Diego se mantuvo firme a pesar del rechazo de sus hermanas. Empujó a las dos más jóvenes con la esperanza de contar con el apoyo de la mayor.
—Está bien, vayámonos. —Belinda se bajó de la cama y tiró de sus hermanas. A pesar del dolor que sintió al decir esas palabras, sabía que tomaba la decisión adecuada.
Casi sin tiempo para el llanto, sin poder reaccionar ante lo que les estaba sucediendo, las tres se despidieron de su padre. Le besaron en las mejillas, en las manos, no sabían cómo decirle adiós. Él, sin embargo, las empujaba para que se fueran cuanto antes.
De repente, todos enmudecieron al oír gritos y ruido de caballos cerca de la posada.
—¡Marchaos de una vez! —gritó el padre encolerizado.
Los cuatro muchachos bajaron por la escalera atropellándose unos con otros y al salir de la casa se dirigieron veloces hacia los establos. Allí les esperaba un carromato y dos caballos nerviosos, preparados para iniciar una veloz carrera.
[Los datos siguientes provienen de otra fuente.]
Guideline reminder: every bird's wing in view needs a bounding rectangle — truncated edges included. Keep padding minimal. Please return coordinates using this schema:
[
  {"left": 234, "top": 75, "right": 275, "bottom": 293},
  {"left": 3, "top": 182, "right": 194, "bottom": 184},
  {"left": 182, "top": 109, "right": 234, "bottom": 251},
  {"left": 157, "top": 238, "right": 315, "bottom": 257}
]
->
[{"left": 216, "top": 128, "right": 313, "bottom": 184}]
Diego ayudó a subir a sus tres hermanas. Una vez en el pescante y junto a Belinda, el joven hizo estallar las riendas sobre los lomos de los animales, que respondieron al golpe arrancándose en una feroz cabalgada.
A menos de dos cuerdas, entre los muchos crujidos que soltaba la carreta, Diego oyó un agudo relincho a su espalda. Se volvió a mirar y vio a su yegua Sabba. Corría como un rayo tras ellos, rompiendo el aire a su paso. Su cuerpo en tensión y su mirada decidida la convertían en el animal más bello del mundo. Aquella yegua había llegado a su vida poco tiempo después de morir su madre, para ayudarle a superar su honda tristeza. Don Marcelo había pagado mucho por ella, tal vez más de lo que se podía permitir, y sin embargo nunca se había arrepentido de ello al verlos tan unidos.
Diego gritó su nombre y Sabba aceleró más hasta llegar a la altura de la carreta. La yegua bufó de alegría cuando su amo le rascó la cabeza. Sus ojos expresaban lealtad, pero también miedo.
Mi pobre Sabba… me olvidé de ti.
Al hilo de sus propias palabras Diego pensó en su padre. Con el corazón encogido miró a su hermana mayor, le pidió perdón mientras le pasaba las riendas y de un salto se subió a Sabba.
—Debo ayudar a padre… —gritó mientras las veía alejarse—. Vosotras no os paréis por nada hasta llegar a Toledo. En cuanto pueda iré a buscaros. Marchaos, no os detengáis. Nos encontraremos en Toledo.